Nochebuena bajo las tiendas de campaña en Haití
Puerto Príncipe, El País
Cae el sol en el campamento Cahemaga, uno de los muchos barrios de lona que se montaron en Puerto Príncipe para acoger a los desahuciados por el terremoto del 12 de enero pasado en Haití. Este se extiende a lo largo de la carretera, de la que solo le separa una corriente encauzada que lleva más basura que agua. Allí malviven 1.200 familias que, multiplicadas por un buen puñado de hijos, salen a más de 7.000 personas sin intimidad ninguna. Con el permiso informal de un comité comandado por algunos vecinos ha podido visitarse esta ciudad de tiendas de campaña adosadas apenas unas horas antes de la Nochebuena. ¿Qué ha tenido de especial esta noche? Nada. Incluso teniendo en cuenta que la mayoría de la población profesa el vudú y el nacimiento de Jesús que celebra medio mundo no les dice mucho, tampoco huele a fiesta en las tiendas de los cristianos.

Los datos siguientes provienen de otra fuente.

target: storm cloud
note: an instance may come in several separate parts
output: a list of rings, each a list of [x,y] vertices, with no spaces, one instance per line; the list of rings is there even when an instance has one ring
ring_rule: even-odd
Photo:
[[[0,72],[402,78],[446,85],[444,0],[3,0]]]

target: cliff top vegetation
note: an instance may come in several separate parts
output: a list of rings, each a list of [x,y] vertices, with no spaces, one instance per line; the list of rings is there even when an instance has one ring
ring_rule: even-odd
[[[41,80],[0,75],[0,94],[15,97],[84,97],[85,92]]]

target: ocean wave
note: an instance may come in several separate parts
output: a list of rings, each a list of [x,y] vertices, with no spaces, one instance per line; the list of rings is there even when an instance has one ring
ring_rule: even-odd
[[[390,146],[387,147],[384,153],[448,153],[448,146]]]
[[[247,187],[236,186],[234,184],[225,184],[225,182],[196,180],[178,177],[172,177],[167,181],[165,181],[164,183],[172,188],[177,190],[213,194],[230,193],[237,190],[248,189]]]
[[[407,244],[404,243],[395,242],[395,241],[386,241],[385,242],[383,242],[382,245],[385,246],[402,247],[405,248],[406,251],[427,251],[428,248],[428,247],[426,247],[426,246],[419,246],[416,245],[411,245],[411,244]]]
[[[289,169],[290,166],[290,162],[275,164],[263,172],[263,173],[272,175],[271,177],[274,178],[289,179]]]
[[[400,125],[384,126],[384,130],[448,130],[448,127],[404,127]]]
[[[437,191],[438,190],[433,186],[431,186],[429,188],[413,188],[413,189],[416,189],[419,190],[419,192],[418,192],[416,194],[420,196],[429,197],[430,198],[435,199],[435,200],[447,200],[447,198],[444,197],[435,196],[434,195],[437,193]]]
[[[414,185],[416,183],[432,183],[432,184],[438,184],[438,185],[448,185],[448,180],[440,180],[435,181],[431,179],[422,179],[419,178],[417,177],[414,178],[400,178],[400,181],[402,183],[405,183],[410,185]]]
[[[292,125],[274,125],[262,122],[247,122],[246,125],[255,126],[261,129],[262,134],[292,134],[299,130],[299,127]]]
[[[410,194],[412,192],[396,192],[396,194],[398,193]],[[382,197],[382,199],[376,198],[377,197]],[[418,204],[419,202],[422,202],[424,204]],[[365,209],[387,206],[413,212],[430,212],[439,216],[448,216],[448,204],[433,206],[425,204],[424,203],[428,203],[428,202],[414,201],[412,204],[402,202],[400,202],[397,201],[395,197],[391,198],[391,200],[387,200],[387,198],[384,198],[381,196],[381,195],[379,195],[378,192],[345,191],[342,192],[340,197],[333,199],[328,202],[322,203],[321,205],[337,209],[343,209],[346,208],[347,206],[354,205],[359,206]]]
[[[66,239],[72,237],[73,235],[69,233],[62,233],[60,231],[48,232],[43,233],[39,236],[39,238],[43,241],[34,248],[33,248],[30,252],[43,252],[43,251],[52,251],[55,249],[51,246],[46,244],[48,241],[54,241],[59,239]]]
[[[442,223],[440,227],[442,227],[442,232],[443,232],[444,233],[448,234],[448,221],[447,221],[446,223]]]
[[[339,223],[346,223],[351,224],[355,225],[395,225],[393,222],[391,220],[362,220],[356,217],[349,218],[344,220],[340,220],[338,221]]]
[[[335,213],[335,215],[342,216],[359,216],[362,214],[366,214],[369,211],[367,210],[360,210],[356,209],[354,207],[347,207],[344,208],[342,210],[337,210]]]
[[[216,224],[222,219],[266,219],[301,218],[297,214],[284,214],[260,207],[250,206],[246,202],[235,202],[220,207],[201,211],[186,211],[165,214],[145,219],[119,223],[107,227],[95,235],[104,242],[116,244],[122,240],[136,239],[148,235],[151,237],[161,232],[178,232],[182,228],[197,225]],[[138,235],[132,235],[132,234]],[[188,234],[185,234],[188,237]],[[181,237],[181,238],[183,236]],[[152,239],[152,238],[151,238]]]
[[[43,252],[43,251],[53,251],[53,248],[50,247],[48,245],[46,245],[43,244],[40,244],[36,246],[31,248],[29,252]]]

Los periódicos locales recuerdan estos días a los políticos que llega la Navidad y hay 1,5 millones de haitianos viviendo bajo las tiendas. Le Nouvelliste destaca en su portada que no habrá para ellos reencuentros en familia, ni sorpresas agradables, ni luces de colores, ni villancicos, porque Haití sigue en estado de emergencia. Y, "se quiera o no, es Navidad", lamenta el periodista. Pero, como bien dice, esta fiesta es, en todo caso, peor que la del año pasado.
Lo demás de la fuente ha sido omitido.